L'ultima goccia, credo che si debba intendere di vino dei Castelli; a meno che il poeta non intendesse, metafisicamente, l'ultima goccia del tempo, al termine dei secoli, che i romani si sarebbero, con piacevole indifferenza, scolato fino alla fine, come un vino.
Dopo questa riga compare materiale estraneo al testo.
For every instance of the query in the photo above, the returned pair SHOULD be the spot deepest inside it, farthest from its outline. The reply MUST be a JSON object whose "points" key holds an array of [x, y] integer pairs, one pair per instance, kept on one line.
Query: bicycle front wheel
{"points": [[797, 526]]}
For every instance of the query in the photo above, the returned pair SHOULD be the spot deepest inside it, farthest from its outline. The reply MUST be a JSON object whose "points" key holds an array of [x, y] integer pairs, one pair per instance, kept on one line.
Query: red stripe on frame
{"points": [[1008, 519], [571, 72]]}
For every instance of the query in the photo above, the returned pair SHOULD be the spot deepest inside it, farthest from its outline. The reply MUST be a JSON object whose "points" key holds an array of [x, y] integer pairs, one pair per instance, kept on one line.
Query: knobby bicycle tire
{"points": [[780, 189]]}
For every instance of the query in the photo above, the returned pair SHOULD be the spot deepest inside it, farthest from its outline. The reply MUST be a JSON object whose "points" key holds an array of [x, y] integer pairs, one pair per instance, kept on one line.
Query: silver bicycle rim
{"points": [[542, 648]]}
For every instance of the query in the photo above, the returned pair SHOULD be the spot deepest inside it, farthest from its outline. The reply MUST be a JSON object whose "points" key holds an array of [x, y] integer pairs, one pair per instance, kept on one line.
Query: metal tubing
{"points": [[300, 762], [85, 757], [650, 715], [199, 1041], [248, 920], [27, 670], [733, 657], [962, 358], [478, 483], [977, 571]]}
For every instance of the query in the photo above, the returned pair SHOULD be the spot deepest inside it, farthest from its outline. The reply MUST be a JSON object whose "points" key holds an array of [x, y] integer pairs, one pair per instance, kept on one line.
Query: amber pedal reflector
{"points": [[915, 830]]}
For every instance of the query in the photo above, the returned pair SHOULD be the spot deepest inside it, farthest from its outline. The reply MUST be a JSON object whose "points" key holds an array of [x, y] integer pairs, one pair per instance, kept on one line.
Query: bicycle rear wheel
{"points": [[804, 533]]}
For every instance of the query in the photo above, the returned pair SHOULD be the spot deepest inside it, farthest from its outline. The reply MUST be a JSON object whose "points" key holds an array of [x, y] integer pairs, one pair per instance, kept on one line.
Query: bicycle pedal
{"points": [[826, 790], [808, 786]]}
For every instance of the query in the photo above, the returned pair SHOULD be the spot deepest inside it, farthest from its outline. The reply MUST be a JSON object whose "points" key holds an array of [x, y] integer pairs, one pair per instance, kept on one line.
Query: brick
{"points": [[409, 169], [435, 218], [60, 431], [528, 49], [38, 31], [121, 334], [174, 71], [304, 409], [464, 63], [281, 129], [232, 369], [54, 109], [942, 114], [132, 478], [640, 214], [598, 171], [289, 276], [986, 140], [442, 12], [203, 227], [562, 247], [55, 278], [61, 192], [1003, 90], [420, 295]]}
Questa mi parrebbe un'interpretazione troppo ardita, forse temeraria; ma comunque la si intenda, l'una e l'altra lezione è egualmente sensata; e, in fondo, esse sono equivalenti, se si pensa che i romani sono i soli a saper resistere, con uguale imperturbabilità, all'ingannevole e greve, veleno del loro vino, così come agli inganni non meno grevi e velenosi del tempo; e che, come, per l'uso da tempo immemorabile, essi si sono adattati, si sono mitridatizzati a quel vino, e l'hanno reso per sé innocuo per opera del tempo, così hanno fatto innocuo, per sé, il tempo, per virtù del vino, nel quale lo hanno affogato tutto intero, con tutto l'antichissimo, passato, tutte le glorie e tutte le miserie. 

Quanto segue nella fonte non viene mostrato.